Hall effect sensors are sensors which output a signal that varies depending on the magnetic field it is currently experiencing. As a completely non-mechanical solution, this leads to increased durability and reliability in sensors that move frequently. However, the range of output voltage is typically from 0.8 volts to 4.2 volts (assuming a 5 volt supply). Put simply, the output voltage moves between 0.8 and 4.2 volts depending on how close it is to a magnet.
The problem I faced was simple on the surface, but required a more complex solution. As the motor driver was designed for a potentiometer, it expected the full range of input signals from 0 to 5 volts. As a result of this, there was a significant mismatch between what I wanted and what the motor driver thought I wanted. When the throttle was completely closed, it sent a signal of 0.8 volts, which the motor driver then interpreted as me wanting a non-zero amount of power. The same issue was happening at the upper end as well, where I could not get the full 5 volts that I wanted at full throttle.
Can you believe I haven’t been hired as a data analyst yet?
When I boiled down the problem to look for a solution, my options were to either modify the complex motor driver, or build a translator to scale the voltages for me. Ultimately I chose to use a microcontroller as it seemed like the simplest solution. I chose an ATTiny85 as they function well enough with low power draw and cost nearly nothing, then wrote a simple program to poll the ADC, scale it to the expected 0-5 volts, and then output it as PWM. As I discovered in last week’s post, I found that this controller actually has a low pass filter built in, so it was easy to smooth the PWM back into an analog voltage.

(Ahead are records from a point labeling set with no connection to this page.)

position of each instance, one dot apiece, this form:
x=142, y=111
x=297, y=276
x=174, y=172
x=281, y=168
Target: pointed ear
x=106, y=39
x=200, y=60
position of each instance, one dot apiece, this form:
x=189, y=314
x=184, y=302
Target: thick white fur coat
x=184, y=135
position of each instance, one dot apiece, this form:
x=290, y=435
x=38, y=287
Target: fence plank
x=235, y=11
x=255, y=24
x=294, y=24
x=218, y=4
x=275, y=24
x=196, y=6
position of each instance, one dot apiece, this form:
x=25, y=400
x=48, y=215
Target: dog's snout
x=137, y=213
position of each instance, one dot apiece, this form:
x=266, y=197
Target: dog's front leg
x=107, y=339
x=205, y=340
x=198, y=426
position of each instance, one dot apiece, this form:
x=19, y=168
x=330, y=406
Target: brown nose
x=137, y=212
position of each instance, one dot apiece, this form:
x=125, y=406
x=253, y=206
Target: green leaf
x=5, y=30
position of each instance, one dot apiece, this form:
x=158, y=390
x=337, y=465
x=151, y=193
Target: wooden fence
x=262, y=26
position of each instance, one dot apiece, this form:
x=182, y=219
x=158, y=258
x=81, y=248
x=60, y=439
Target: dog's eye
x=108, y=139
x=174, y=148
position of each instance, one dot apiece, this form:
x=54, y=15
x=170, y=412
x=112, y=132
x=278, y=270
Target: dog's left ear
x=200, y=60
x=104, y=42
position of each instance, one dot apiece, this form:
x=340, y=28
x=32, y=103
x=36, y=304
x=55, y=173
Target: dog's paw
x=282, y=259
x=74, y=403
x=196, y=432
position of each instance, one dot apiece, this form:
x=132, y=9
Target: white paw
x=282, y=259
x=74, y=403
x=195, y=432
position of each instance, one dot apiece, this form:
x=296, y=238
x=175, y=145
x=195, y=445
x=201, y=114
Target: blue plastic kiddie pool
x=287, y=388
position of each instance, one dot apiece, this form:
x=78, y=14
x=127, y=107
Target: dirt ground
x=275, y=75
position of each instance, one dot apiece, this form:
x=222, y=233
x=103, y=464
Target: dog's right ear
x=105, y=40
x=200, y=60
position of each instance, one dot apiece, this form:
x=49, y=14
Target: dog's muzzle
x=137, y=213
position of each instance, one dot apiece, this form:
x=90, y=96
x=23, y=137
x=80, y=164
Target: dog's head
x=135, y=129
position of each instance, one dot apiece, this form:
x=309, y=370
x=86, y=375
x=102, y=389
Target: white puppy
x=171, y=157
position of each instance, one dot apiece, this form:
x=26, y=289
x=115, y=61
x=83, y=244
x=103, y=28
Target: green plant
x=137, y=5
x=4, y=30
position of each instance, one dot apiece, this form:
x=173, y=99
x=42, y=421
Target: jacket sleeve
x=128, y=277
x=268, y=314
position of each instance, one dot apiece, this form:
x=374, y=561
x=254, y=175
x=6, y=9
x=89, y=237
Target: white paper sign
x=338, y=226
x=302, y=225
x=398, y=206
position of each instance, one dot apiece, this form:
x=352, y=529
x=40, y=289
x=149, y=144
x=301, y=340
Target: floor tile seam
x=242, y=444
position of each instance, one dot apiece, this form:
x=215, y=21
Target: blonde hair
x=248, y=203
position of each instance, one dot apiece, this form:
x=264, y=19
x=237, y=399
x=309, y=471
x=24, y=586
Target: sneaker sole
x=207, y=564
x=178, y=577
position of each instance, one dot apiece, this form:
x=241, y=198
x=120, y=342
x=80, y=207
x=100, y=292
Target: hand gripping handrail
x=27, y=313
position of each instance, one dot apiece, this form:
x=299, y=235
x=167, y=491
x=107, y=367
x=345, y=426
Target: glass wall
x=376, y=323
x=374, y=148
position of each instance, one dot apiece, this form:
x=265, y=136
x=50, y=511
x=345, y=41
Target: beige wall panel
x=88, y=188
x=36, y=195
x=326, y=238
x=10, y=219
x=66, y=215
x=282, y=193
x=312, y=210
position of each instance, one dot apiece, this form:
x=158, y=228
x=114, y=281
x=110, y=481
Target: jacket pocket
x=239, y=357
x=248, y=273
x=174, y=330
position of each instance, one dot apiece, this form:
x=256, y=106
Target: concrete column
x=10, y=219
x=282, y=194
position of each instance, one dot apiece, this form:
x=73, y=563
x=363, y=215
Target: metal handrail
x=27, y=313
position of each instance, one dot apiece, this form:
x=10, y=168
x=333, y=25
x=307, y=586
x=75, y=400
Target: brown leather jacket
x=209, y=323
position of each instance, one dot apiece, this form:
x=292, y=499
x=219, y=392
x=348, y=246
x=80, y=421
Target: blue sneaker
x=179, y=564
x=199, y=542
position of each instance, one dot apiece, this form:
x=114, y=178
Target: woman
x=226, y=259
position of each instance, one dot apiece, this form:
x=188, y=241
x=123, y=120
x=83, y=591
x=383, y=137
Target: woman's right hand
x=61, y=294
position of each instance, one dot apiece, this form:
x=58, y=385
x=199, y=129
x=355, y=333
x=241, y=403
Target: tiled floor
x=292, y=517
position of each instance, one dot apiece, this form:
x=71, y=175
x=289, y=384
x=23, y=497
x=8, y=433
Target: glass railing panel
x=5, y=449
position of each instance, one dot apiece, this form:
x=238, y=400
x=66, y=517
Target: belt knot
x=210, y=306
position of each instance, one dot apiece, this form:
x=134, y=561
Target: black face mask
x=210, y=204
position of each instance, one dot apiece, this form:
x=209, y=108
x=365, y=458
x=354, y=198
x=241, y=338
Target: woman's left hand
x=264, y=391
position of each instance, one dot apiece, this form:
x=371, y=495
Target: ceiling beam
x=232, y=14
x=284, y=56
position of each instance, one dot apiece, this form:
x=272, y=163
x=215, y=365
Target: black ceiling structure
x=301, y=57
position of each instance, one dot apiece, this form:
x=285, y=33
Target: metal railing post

I also used the EEPROM function to calibrate the throttle rather than hard-code it into the program. This allows me to recalibrate the scaler if, for example, I replace the throttle with one that behaves slightly differently.
I was able to wire the ATTiny to a 5 volt supply I found on the board of the motor controller, and then wire the output back to the original potentiometer input point on the PCB. With all of this, I now have a DC motor controller that is able to take in any voltage range between 0 and 5 volts. In the future, if I desired, I would also be able to apply a logarithmic curve to the throttle for a more aggressive feel, or any other form of data processing I want.
In the video, you can see that the throttle affects the duty cycle of the power sent to the motors, changing how “on” the motor is.